Learn to Play offers basic lessons for guitar and piano, as taught by a very Apple-like tutor, in a very Apple-like sterile-white environment. You're introduced to the basics of how to hold or sit at your instrument, how the instrument works, and how songs are composed at a fundamental level. It's like a Music For Dummies book, only with sound, notation and high-definition tutors showing you everything in glorious detail with the Apple-like simplicity we've come to know.

You're not going to switch on your Mac and quickly pump out All Along the Watchtower -- or, sadly, our (genuine) personal favourite, Mutation of the Cadaver by Cannibal Corpse -- but it will help you grasp the basics, and far more than that bloody Catarrh Hero will. If nothing else, its beautiful presentation and accessibility may encourage casual music lovers to consider picking up the instrument for real, and guide along those that do.

But that's not all, Paul. Artists such as Sting and Norah Jones have worked with Apple to produce 'Artist Lessons', where established artists show you how to play their songs step by step, along with interactive notation, guides, selectable audio tracks, and even a talk about the story behind the songs themselves. Many artists have contributed and more are slated to do so in the future.

Each lesson costs £3.95, and all video contained inside them is presented in high definition. The choice of music won't appeal to everyone by any means, but for those to whom it does, it'll be an unmissable feature. For us, the distinct lack of technical death metal is a crying shame.

iWeb
We admit here we never played that much with iWeb '08, but it turns out very little has changed anyway. It's still a dead simple way to create a Web site, with plenty of built-in themes and simple publishing options.

You can now publish your Web pages directly over FTP with a native FTP interface within iWeb, and throw some new widgets into the pages themselves, such as an RSS feed aggregator that pulls in content from places around the Web.

Apart from that it's much the same as last year's version, but that's no bad thing. Simple Web sites, simple interface, good-looking results.
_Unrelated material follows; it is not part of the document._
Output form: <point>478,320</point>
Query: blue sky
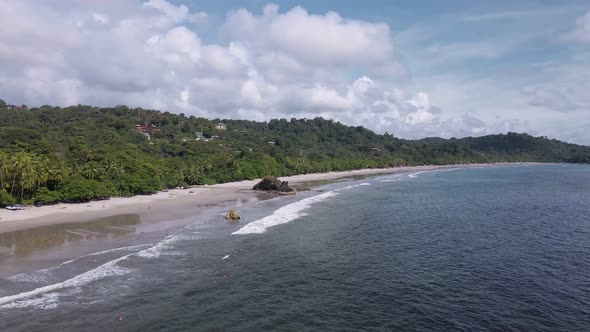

Can't complain.

iDVD
Finally, iDVD -- Apple's DVD-creation app. Again, very little new here, but that leaves you with a simple and professional-looking piece of software that allows you to take your final edits from iMovie and publish them to a DVD, complete with themes, animations and menus, playable on any DVD player in the world.

Is it worth the upgrade?
If you want new and intuitive ways to organise photos, take advantage of photo geotagging, an even better video-editing experience than you had with iMovie '08, and if you want to start learning to play the piano and guitar, iLife '09 is well worth the upgrade.

It's a superb suite of software with some impressive features, all of which organise your personal photos, videos and music in ways no other product on the PC can come close to matching, in terms of simplicity, function or professionalism.

But if you're an advanced photo manipulator, or are happy simply browsing photos by a folder name, if you don't want to learn to play piano, and find iMovie '08 perfect for your needs, there's no reason to spend your cash, and every reason to see what Apple introduces next year.